Mr. Roth recalled an afternoon in the mid-1950s when he and Mr. Stern were having lunch.
“I began telling him the story of how I spent my previous summer in New Jersey,” Mr. Roth said. “And he said, ‘Write it down.’ I said, ‘What?’ He said, ‘Write it down.’ And that was ‘Goodbye, Columbus’ ” — the title novella of Mr. Roth’s first book.
The headline calls him a "writer's writer". The Paris Review puts it nicely: "a lion of the literary world whose name was little known outside the den". It also has one of his stories online.
I blogged about his novel Golk three years ago. Here, as a special treat, is another Penguin cover:
From the back cover:
"...that almost impossible rarity, a novel that can be seriously recommended for its style alone" NEW STATESMAN
Two adventurous Americans, Baggish and Schreiber, set out immediately after World War II to exploit the sprawling, winded continent of Europe.

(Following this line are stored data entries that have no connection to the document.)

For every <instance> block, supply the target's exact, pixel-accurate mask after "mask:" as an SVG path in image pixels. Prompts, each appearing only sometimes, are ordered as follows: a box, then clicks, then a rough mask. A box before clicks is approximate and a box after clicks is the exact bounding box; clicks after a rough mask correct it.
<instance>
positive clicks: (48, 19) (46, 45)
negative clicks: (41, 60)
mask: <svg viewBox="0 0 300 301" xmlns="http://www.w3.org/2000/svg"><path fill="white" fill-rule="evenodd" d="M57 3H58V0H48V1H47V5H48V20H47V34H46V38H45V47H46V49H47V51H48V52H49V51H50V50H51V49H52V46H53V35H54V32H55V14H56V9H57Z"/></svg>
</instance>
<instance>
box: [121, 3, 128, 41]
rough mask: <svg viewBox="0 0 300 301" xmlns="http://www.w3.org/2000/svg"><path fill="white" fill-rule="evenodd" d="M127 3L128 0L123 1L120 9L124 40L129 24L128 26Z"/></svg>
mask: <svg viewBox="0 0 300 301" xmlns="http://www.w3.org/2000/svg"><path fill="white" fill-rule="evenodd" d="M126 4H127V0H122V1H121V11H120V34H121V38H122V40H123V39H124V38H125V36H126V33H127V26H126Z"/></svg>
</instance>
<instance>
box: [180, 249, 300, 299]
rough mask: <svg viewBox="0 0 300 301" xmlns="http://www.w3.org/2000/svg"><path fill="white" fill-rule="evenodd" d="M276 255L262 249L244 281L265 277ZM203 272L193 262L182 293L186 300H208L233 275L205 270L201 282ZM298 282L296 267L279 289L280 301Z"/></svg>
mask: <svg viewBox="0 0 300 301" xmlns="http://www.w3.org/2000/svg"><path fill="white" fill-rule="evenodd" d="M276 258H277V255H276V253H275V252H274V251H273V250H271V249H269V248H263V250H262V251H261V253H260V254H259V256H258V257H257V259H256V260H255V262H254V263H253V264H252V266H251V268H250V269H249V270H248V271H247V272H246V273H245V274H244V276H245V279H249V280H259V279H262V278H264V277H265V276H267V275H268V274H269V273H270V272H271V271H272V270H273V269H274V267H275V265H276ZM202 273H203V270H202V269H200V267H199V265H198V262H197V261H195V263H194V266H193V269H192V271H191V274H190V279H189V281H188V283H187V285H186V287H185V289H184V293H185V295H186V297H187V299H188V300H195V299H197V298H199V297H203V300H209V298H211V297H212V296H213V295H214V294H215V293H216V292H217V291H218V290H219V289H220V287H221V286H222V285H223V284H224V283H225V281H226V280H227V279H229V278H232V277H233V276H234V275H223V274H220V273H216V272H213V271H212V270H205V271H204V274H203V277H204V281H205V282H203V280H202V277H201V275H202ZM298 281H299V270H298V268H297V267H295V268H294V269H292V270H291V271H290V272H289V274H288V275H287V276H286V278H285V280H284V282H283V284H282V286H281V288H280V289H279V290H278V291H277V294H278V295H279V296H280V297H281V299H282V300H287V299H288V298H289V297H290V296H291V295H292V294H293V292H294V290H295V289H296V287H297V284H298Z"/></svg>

Schreiber, older, fat, divorced, is looking for a love to compare with his wartime French girl Micheline. Baggish, younger, sharper and less disillusioned, is out for anything he can get.
What they get, and how they get it, makes a very good story...
The epigraph is from Nietzsche: "Every man of character has a typical experience which recurs over and over again."